China Moves From Backyard to Farms

CHINA - For more than 2,000 years, China's heartland south of the Great Wall has not seen traveling herdsmen on horseback.
calendar icon 12 August 2008
clock icon 3 minute read
In the northern grasslands, where the land in the Yangtze and Yellow valleys have been entirely used for intensive farming this was commonplace, and the predominant way to produce meat has been through household-based pig farming, reports China Daily.

But not just for family consumption. The most important reason for raising one or two hogs is for their owners to sell them to the urban slaughter houses in order to finance their small farming operations and to buy daily necessities.

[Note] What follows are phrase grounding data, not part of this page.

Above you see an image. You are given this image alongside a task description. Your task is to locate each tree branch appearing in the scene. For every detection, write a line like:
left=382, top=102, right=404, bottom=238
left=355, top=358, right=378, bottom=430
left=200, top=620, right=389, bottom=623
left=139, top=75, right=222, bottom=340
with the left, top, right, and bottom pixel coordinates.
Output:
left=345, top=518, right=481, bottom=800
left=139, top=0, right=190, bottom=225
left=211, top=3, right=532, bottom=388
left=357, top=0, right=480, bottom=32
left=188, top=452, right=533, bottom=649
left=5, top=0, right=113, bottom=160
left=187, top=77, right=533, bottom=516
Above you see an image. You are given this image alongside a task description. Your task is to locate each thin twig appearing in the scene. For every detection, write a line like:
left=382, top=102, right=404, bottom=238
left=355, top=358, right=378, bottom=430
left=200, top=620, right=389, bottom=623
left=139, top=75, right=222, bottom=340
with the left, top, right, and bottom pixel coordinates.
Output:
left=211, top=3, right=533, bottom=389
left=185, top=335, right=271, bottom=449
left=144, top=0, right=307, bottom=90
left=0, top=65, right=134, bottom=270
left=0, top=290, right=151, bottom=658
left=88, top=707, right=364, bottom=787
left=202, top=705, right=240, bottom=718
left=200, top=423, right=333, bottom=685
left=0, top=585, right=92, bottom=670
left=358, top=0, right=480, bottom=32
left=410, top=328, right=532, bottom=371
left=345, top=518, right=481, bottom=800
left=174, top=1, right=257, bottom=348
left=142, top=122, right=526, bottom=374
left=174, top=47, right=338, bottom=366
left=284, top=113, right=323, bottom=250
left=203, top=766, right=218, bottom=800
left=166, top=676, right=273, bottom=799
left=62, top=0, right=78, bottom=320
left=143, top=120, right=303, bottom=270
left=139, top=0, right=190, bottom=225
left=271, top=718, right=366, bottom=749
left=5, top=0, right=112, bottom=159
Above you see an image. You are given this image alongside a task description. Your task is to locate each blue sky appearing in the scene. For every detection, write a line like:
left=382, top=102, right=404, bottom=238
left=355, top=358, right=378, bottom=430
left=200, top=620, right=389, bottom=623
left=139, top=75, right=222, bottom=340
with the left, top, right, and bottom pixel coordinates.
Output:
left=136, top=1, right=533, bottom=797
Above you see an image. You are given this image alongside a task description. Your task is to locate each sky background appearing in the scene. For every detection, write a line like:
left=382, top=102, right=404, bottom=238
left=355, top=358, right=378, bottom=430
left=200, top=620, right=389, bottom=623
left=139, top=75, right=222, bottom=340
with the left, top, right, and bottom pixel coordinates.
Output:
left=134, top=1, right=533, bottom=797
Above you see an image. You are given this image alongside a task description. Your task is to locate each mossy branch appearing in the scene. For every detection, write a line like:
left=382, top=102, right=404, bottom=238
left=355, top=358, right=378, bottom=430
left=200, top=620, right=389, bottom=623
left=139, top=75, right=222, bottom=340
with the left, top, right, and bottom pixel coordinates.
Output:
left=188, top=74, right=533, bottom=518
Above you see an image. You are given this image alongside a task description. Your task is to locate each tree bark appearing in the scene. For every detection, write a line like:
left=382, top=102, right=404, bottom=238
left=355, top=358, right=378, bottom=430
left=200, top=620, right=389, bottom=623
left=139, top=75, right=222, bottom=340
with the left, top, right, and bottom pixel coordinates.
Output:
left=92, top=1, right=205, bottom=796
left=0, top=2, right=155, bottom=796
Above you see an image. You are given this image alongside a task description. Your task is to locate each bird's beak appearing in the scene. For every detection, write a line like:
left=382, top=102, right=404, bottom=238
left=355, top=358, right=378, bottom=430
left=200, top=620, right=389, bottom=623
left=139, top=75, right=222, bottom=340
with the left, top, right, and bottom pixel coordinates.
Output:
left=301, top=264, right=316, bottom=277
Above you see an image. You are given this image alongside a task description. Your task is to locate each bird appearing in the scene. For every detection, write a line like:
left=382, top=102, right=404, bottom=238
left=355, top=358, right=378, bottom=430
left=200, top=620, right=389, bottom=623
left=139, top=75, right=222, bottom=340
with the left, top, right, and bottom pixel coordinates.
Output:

During the reform era, for many rural households the first pieces of farm machinery were paid for by selling pigs. Indeed, the poorer a place was, the more its members had to depend on pig farming for any little change in their lives, even though getting a hog to market could be a great trouble.



A farmer carrying his hog to a township fair from his mountainous village in Hubei province in the 1980's, and in more recent times as a pet!

This sight was commonplace in the Chinese countryside in those days. Except for a few urban pockets, most of China was still rural, and most of the residents were struggling hard just to feed themselves. Having a hog to sell might be just the one thing that could lift them from the subsistence level.

Today, while the nation's demand for meat has been rising, an increasing number number of farmers have found other ways to make a cash income. Carrying hogs to the township fair is no longer the only way for rural households to generate cash, as funds from young men and women working in the cities has become a more convenient way help to their relatives in their home villages.

From mid-1990s to 2006, family farmer's spending on productive assets, mainly farm machinery, grew more than 170 percent, while the country's pork production, including that from large State-run farms, rose by 60 percent.

At the same time pig farming has become more dependent on feed supplies, has become mainly concentrated in just a few provinces, such as Shandong, Hunan, and Sichuan and now bears an increasing resemblance to an industry.

In another 30 years, one can reasonably imagine pigs will disappear from most Chinese households - except, however, those being kept as pets.

One of the nation's pioneering pet pigs was also caught by our photographer's lens, this time in Beijing's 798 Complex, a renovated industrial neighborhood for the city's modern artists and art dealers.